From the outside, it appears that LEO and MEO have rather eaten the lunch of the GEO incumbents, who invested in GSO based on a 25 to 30-year period of ROI. However, in the meantime the capabilities offered by LEO and MEO technology have effectively caught up. Rose argues that GEO is still very much relevant despite an increasing perception that non-geostationary orbit satellites are the way forward.

While these offer low latency, they have issues with capacity density – and Rose argues that latency isn’t enough of a selling point to allow the technology to supersede GEO satellites. LEO companies often try to spin it this way, presenting the idea that being closer to the earth means a better link, but in reality it’s just different. The advantage for GSO providers is that they have a single software-defined satellite with movable capacity, so they can identify areas with high customer density and concentrate their coverage.

However, Rose notes that NGSO satellites only last for a few years, meaning the technology is refreshed frequently and updated with each new generation. This means they can increasingly offer capabilities that were previously exclusive to GSOs, plus maintenance is typically simpler. Rose cites the example of a cyclone disrupting coverage – GSO terminals need to have their dish manually repointed by a maintenance team, whereas Starlink terminals can be stuck back on their pole, plugged in, and be fully functional within five minutes. The service isn’t enterprise standard, like Eutelsat OneWeb’s product, so it doesn’t offer guaranteed levels of service, but this isn’t necessarily an issue for most – particularly in emerging markets.

Plug and Play

What’s most attractive about Starlink in these regions is that they can plug into any location on the globe as soon as it has market access. This ready-to-go fleet has quickly allowed Starlink to become ubiquitous, and this seems to be its core focus, ahead even of profitability. “[Musk] doesn't have quarterly calls to justify what's going on”, says Rose. “Eutelsat…were saying that their second generation of OneWeb has to be financed by the first generation, and that implies that they don't reckon that the markets are going to finance the second generation. That's not going to be easy.”

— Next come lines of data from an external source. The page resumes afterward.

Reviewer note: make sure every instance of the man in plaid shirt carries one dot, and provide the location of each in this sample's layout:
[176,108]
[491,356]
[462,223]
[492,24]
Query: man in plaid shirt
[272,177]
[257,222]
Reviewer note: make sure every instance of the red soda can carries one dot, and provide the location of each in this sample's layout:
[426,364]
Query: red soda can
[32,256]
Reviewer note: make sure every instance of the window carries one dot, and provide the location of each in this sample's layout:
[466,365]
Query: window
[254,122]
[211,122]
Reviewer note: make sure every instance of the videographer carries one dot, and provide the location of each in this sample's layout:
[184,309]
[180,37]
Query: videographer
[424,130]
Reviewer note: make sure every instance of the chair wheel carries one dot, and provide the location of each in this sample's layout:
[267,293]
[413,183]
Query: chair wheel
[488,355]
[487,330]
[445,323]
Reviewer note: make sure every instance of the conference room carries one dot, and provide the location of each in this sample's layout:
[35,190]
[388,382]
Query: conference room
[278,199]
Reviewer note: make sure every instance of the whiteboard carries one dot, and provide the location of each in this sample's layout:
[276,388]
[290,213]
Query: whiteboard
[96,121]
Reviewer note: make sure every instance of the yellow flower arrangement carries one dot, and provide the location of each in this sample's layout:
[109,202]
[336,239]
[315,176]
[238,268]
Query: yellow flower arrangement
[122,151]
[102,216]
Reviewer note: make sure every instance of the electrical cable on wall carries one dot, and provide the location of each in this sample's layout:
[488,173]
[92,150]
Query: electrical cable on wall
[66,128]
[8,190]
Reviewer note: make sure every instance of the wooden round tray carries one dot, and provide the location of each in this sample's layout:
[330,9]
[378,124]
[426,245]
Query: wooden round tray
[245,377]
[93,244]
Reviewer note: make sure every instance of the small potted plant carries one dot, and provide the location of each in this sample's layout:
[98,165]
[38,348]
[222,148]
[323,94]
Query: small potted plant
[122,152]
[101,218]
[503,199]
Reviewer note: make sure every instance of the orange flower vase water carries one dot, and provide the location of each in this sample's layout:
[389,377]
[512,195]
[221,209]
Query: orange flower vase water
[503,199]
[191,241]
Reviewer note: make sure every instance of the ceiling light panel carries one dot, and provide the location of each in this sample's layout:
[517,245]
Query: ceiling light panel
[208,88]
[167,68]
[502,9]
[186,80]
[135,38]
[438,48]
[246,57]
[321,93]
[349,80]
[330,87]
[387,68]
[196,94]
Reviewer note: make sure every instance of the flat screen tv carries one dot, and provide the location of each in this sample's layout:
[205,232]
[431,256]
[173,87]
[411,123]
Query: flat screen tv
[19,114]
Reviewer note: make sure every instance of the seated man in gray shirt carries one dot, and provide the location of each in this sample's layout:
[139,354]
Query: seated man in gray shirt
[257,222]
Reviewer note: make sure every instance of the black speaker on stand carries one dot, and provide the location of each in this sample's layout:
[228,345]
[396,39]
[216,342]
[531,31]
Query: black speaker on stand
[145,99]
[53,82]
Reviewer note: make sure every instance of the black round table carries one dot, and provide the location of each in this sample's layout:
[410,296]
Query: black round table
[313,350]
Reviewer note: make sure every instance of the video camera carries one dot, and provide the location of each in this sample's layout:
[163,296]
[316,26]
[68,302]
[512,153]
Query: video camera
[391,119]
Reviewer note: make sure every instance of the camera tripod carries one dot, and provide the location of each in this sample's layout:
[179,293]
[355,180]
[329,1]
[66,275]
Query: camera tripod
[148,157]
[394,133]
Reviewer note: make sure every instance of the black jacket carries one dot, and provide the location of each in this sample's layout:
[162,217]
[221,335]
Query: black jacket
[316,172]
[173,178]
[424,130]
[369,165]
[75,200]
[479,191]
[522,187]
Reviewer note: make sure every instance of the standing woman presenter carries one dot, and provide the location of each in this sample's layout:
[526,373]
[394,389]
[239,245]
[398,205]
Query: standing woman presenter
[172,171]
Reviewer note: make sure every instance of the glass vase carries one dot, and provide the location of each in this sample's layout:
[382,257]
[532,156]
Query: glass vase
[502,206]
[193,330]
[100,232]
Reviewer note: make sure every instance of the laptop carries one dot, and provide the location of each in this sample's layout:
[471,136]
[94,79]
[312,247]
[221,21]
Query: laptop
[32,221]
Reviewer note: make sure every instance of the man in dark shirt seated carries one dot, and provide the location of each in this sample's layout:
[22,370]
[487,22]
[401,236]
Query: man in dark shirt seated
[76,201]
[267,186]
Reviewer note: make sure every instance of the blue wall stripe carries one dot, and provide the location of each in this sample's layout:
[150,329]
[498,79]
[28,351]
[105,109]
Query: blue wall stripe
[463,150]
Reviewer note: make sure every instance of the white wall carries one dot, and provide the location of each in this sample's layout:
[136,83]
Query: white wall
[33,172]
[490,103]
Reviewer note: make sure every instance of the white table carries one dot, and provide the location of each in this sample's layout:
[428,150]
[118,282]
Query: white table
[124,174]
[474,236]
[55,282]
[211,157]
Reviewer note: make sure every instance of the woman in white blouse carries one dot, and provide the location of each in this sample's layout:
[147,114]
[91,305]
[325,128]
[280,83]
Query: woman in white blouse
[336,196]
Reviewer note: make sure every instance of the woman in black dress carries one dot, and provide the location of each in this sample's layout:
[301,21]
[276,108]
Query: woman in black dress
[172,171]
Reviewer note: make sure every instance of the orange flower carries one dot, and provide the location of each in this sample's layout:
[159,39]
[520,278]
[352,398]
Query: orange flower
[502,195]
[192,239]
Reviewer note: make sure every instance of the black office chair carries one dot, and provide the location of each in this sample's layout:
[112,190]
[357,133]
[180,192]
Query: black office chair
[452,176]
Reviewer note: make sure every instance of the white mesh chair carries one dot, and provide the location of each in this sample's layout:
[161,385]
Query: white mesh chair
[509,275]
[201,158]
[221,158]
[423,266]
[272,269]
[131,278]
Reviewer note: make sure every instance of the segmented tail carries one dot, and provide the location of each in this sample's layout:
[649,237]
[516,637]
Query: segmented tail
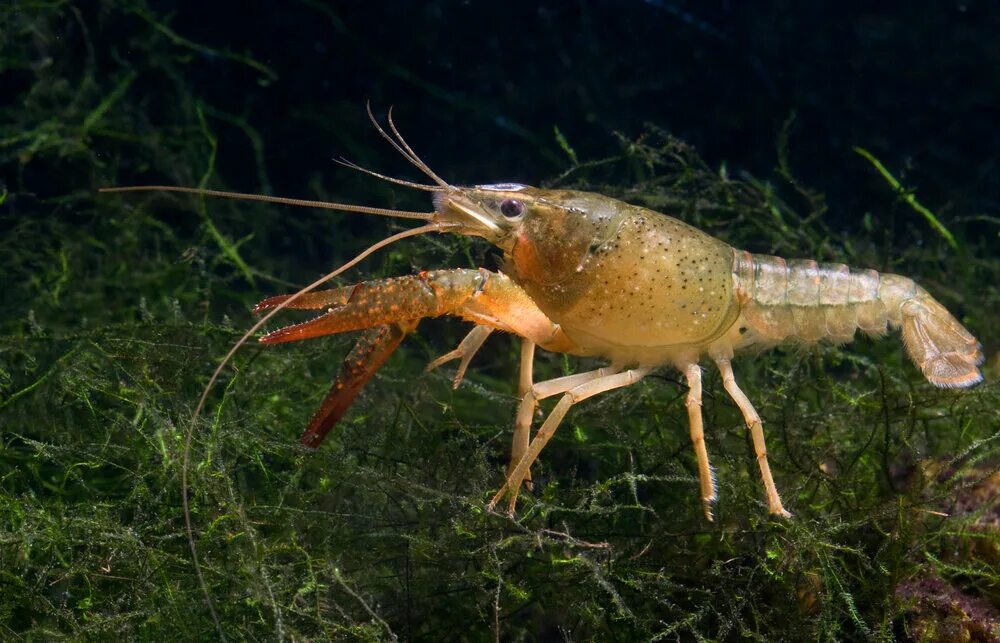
[804,301]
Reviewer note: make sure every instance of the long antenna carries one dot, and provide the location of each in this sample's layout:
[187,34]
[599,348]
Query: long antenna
[308,203]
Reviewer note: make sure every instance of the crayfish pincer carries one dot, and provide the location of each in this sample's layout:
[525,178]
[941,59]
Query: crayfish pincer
[586,274]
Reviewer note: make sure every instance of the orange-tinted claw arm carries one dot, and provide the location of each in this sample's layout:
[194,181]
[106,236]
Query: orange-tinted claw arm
[307,301]
[372,349]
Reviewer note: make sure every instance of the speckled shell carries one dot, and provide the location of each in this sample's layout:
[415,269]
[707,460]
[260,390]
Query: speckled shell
[643,288]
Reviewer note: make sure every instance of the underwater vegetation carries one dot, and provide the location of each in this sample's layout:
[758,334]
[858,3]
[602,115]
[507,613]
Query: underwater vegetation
[116,309]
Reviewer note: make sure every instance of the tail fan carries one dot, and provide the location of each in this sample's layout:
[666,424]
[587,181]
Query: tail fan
[946,353]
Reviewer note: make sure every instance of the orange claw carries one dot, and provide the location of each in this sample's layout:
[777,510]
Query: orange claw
[372,349]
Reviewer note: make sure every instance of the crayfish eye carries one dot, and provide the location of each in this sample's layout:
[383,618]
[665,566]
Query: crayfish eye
[511,208]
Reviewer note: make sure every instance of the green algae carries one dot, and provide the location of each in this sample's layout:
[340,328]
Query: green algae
[117,308]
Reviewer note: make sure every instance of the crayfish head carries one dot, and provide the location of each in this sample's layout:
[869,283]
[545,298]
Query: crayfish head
[546,235]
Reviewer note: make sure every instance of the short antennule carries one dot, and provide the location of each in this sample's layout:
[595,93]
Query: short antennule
[403,148]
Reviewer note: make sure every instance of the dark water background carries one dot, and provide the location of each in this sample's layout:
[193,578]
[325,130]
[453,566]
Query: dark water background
[115,309]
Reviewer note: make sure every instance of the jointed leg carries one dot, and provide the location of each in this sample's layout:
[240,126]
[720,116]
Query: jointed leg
[525,410]
[706,477]
[465,352]
[529,402]
[598,383]
[756,432]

It’s clear that competition from Starlink is a key factor impacting the incumbent GSO providers – it’s fuelling consolidation, it may cause redundancies, but the most tangible reaction is the widespread adoption of multi-orbit strategies. UK-based GSO provider Avanti announced a few months ago that it would adopt such a strategy, with CEO Kyle Whitehill saying in an interview that following a debt for equity swap, Avanti was instructed by its shareholders to implement a multi-orbit strategy as it needed to provide both GSO and NGSO.

Rose however is sceptical of such an approach. “I don’t think that’s the case – the old GSO is far from dead. Will it come back? It should do, because it’s got some significant advantages - but you may see some of the regional players not making it, for…not being able to adapt significantly quickly enough. And maybe that’s what’s driving the consolidation – “We don't think we can survive as tiny little guys, we need to be able to consolidate and fight together. My enemy's enemy is my friend.”